Several experiments and models are presented to demonstrate that the GEMS signal is representative of the motion of the subglottal posterior wall of the trachea as it vibrates in response to the pressure changes caused by the folds as they modulate the airflow supplied by the lungs. The vibrational properties of the tracheal wall are modeled using a lumped-element circuit model.

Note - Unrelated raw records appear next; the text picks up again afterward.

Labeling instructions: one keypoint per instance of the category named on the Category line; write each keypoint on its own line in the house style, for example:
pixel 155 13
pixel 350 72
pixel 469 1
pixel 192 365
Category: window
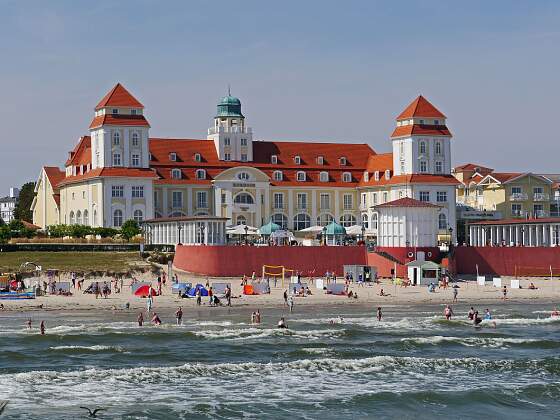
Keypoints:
pixel 347 220
pixel 348 201
pixel 301 221
pixel 278 200
pixel 200 174
pixel 441 196
pixel 176 174
pixel 280 220
pixel 137 191
pixel 243 198
pixel 324 219
pixel 117 218
pixel 177 199
pixel 117 191
pixel 325 201
pixel 442 221
pixel 201 200
pixel 302 201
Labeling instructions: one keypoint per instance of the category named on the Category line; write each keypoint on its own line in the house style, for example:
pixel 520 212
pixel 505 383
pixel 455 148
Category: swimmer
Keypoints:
pixel 282 323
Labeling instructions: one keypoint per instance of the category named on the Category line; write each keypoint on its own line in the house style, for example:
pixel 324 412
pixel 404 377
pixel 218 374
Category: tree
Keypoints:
pixel 23 206
pixel 130 229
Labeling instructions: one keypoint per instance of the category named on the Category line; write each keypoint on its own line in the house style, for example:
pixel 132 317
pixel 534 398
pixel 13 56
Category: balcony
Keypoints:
pixel 518 197
pixel 540 197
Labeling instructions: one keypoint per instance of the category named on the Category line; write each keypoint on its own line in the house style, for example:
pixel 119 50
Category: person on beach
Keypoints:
pixel 179 316
pixel 282 323
pixel 156 320
pixel 448 312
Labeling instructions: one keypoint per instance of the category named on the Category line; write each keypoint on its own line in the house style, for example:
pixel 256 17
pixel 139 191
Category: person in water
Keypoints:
pixel 282 323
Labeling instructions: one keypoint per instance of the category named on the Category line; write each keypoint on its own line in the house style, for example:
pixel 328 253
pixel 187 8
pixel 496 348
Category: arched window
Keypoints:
pixel 280 220
pixel 301 221
pixel 442 221
pixel 243 198
pixel 374 221
pixel 117 218
pixel 324 219
pixel 347 220
pixel 200 174
pixel 365 221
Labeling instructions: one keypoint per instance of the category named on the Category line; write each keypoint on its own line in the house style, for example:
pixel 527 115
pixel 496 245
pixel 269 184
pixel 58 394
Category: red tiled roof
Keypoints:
pixel 81 155
pixel 111 172
pixel 119 97
pixel 54 174
pixel 420 130
pixel 119 119
pixel 420 107
pixel 406 202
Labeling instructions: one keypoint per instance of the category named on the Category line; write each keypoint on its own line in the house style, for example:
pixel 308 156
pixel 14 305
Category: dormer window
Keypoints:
pixel 200 174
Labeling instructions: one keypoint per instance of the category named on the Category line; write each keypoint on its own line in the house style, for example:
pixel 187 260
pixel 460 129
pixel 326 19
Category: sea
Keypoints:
pixel 334 362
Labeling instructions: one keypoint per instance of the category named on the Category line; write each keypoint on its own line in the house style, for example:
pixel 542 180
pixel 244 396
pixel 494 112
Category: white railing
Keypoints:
pixel 518 197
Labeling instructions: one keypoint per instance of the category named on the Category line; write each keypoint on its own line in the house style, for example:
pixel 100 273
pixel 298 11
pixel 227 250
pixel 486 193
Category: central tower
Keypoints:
pixel 232 138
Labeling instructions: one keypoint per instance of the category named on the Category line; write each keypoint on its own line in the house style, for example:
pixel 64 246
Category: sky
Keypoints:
pixel 304 70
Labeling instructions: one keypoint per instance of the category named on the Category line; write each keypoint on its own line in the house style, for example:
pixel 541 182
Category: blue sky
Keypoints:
pixel 304 70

Taking the output of the vocal tract to be the audio pressure captured by a microphone and the input to be the subglottal pressure, the transfer function of the vocal tract (including the nasal cavities) can be approximated every 10-30 milliseconds using an autoregressive moving-average model. Unlike the currently utilized method of transfer function approximation, this new method only involves noninvasive GEMS measurements and digital signal processing and does not demand the difficult task of obtaining precise physical measurements of the tract and subsequent estimation of the transfer function using its cross-sectional area.
The ability to measure the physical motion of the trachea enables a significant number of potential applications, ranging from very accurate pitch detection to speech synthesis, speaker verification, and speech recognition.